Но ребенок уже погрузился в сон, часто дыша и изредка вздрагивая. Изабель, держа малышку одной рукой, другой постелила простыню в колыбели, убрав из нее на время одеяло, которое она сама связала из мягкой овечьей шерсти. Она никак не могла заставить себя выпустить малютку из рук. Процессы в ее теле, готовящемся к материнству, вдруг снова ожили, и загнанные внутрь инстинкты вырвались на свободу, направляя все ее действия и формируя чувства. Она захватила ребенка с собой на кухню и, пристроив на коленях, углубилась в книгу с детскими именами.Смотритель маяка отвечал за все. Каждый предмет, находившийся на маяке, регистрировался, описывался и содержался в надлежащем порядке. Избежать учета не могло ничто! Заместитель директора Маячной службы требовал скрупулезного отчета буквально по всему, начиная от топочных труб и чернил для ведения журнала и заканчивая метлами в сарае и обувными щетками. Все занесено в журнал оборудования, где имелись соответствующие записи даже об овцах и козах. Ничего не выбрасывалось и не уничтожалось без соответствующей санкции начальства во Фримантле или – если речь шла о чем-то дорогостоящем – в Мельбурне. Не дай Бог, если вдруг обнаруживалась недостача коробки свечей или галлона мазута и смотритель не смог разумно ее объяснить. И не важно, что они жили на краю земли как отшельники. Их, как запертых в банке жуков, постоянно исследовали, изучали, и они находились под неусыпным контролем властей. Должность смотрителя можно доверить далеко не всем.
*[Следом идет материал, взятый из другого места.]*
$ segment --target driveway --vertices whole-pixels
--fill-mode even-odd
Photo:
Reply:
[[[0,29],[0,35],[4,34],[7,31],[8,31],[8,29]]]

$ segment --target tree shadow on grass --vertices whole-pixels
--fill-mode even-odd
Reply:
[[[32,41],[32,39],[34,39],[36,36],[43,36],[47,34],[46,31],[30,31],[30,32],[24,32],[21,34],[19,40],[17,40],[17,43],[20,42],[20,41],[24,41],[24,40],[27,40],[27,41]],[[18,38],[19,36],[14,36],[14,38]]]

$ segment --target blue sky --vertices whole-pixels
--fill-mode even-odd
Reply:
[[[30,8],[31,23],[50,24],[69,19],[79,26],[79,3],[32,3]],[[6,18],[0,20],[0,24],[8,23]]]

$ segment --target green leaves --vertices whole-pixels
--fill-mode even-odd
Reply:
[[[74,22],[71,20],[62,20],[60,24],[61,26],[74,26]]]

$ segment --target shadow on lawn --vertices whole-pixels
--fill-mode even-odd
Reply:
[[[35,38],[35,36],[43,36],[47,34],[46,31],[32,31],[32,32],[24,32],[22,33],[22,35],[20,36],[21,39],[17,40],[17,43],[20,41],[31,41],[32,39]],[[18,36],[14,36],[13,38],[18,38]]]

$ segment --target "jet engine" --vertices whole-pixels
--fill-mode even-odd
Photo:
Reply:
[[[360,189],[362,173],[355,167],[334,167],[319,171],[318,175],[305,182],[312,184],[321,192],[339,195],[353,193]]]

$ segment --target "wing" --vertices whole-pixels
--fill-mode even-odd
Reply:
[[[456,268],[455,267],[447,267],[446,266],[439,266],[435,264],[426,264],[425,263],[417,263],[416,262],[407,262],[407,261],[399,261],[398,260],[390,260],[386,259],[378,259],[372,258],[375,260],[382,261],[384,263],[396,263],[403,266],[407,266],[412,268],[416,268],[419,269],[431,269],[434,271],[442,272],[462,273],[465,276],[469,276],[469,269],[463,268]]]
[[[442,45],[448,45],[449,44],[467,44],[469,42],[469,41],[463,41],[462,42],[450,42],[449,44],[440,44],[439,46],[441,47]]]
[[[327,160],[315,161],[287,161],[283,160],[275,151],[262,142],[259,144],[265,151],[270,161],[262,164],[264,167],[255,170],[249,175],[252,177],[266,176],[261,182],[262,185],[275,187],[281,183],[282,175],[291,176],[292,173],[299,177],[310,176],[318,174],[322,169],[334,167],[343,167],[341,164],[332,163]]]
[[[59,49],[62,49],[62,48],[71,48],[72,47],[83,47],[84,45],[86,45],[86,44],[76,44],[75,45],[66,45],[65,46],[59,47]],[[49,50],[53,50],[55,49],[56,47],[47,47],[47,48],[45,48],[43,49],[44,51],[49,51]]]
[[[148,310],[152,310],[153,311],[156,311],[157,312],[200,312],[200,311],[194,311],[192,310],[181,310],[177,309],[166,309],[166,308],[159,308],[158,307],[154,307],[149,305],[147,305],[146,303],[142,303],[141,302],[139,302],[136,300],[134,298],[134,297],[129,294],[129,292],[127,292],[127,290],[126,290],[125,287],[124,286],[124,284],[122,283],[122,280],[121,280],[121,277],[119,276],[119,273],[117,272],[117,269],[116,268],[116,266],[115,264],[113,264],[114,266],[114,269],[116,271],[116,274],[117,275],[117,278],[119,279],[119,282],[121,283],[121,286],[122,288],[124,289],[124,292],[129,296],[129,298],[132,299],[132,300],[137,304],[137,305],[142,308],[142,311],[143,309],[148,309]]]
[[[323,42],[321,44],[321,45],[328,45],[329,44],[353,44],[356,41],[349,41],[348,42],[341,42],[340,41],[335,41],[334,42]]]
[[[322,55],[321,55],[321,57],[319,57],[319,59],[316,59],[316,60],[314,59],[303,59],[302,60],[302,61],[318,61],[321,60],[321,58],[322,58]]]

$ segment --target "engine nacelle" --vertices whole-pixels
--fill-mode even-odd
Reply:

Вахтенный журнал рассказывал о жизни смотрителя в мельчайших подробностях. Точное время включения маяка, точное время его выключения на следующее утро. Погода, проходившие мимо суда. Какие-то из них подавали сигналы, а какие-то были слишком заняты борьбой с бурными водами, чтобы отвлекаться на азбуку Морзе или Международный свод сигналов и сообщать, откуда и куда они направлялись. Иногда смотрители позволяли себе вольность, рисуя завитушки или виньетки, начав записи нового месяца, или даже записывали в шутку, что инспектор Маячной службы согласился предоставить им отпуск за многолетнюю работу, поскольку нигде не регламентировалось, что именно должно быть указано в журнале. Однако на этом список вольностей, которые они себе позволяли, исчерпывался.